In 2016, student cafeteria workers founded the Union of Grinnell Student Dining Workers, the first independently organized undergraduate union in the United States. Since its creation, the union has pushed to include high school student workers and has negotiated a series of raises for student dining services workers.
“Student workers . . . deserve a collective and powerful say at the table,” says Sam Xu, a member of the union’s executive board.
But the dining workers union’s recent attempt to broaden its scope to cover all student workers has been met with resistance. As far back as April, the college stated that it would “oppose the intrusion of collective bargaining into the educational relationship.”
In a hearing arbitrated by Region 18 of the NLRB on October 17 and 18, the student union—without legal representation—argued its case for an election to expand the union. The regional NLRB ruled in favor of the union, and on November 27, 274 of the 366 student workers who cast ballots voted to broaden the scope of the union.

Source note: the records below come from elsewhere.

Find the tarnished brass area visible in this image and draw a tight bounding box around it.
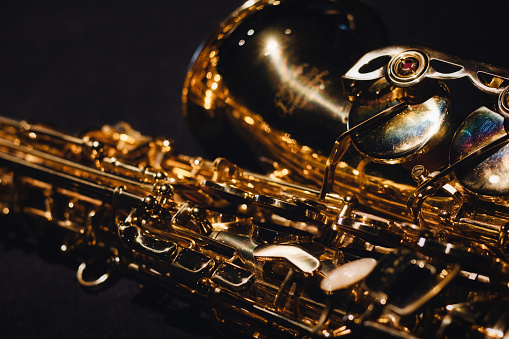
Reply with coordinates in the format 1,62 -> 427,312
182,0 -> 386,169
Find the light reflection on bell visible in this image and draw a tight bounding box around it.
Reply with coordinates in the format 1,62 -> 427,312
183,0 -> 386,171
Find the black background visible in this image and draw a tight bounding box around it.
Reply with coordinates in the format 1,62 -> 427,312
0,0 -> 509,338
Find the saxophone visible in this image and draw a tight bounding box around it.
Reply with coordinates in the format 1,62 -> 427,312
0,46 -> 509,338
0,1 -> 509,338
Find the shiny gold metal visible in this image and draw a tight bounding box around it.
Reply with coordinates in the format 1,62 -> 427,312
0,111 -> 509,338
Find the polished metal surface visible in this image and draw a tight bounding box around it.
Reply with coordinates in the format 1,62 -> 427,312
451,107 -> 509,196
182,0 -> 387,165
348,79 -> 450,164
0,0 -> 509,338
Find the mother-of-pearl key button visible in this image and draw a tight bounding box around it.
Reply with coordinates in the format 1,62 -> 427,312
320,258 -> 377,292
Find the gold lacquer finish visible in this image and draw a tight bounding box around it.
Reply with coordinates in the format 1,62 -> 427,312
4,0 -> 509,338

Union leaders celebrated the overwhelming win but acknowledged in a press release that “the road ahead is a difficult one.”
“It just seems so contrary to the values that the college prints in its brochures.”
Just days after the election, the road turned rocky when the school announced plans to follow through on its appeal to the regional NLRB’s decision to the full national board, which under Trump has issued rulings hostile to unions. The college lawyered up, adding Proskauer Rose, a law firm with a history of combatting unions, to its legal arsenal.
The dispute is relevant not only to students at Grinnell, but to undergraduate and graduate student workers across the country.
According to the Coalition of Graduate Employee Unions, student unionization efforts are underway at twenty-four U.S. universities. Half of the universities listed are private, including Harvard, Yale, Columbia, and Brown, meaning they could be affected if Grinnell’s appeal is successful.
In August 2016, the NLRB—then staffed with Obama appointees—ruled that resident assistants and teaching assistants at private colleges and universities counted as employees and were protected by the National Labor Relations Act. The decision, Columbia I, extended the right to collectively bargain to students across the United States.
Now, Grinnell College is basing its appeal to the NLRB on grounds that the 2016 ruling was incorrect. This gives Trump’s NLRB the chance to overturn Columbia I.
Sharyn Obsatz—who graduated from Grinnell in 1993 and currently serves on the executive board of Santa Monica College’s faculty union—is angered by the college’s decision to appeal to the conservative NLRB. “[Grinnell] is inviting Trump onto campus . . . and not just Grinnell’s campus, but university campuses across the country,” she says.
Grinnell’s legal position explicitly relies on the conservative makeup of the current board. In its motion to stop the union’s recent election, lawyers for the college highlighted the importance of the conservative board, writing in one motion that “since Columbia I was decided in August 2016, the Board’s composition has changed dramatically.”
In response to a request for comment on the potential consequences of its appeal, Grinnell spokeswoman Debra Lukehart passed along a statement arguing that including all student workers “would undermine the college’s core educational mission and culture.” The statement did not address the appeal’s wider political implications.
For its part, union leaders say they will continue to push for dialogue with the college—and to publicly protest the school’s position.
“[We] will not be scared off by Grinnell’s illegal threats, and the shady tactics of its union-busting lawyers,” the union said in December 11 statement. “We will continue to agitate and organize to convince the Grinnell administration to respect students’ democratic decision and come to the bargaining table.”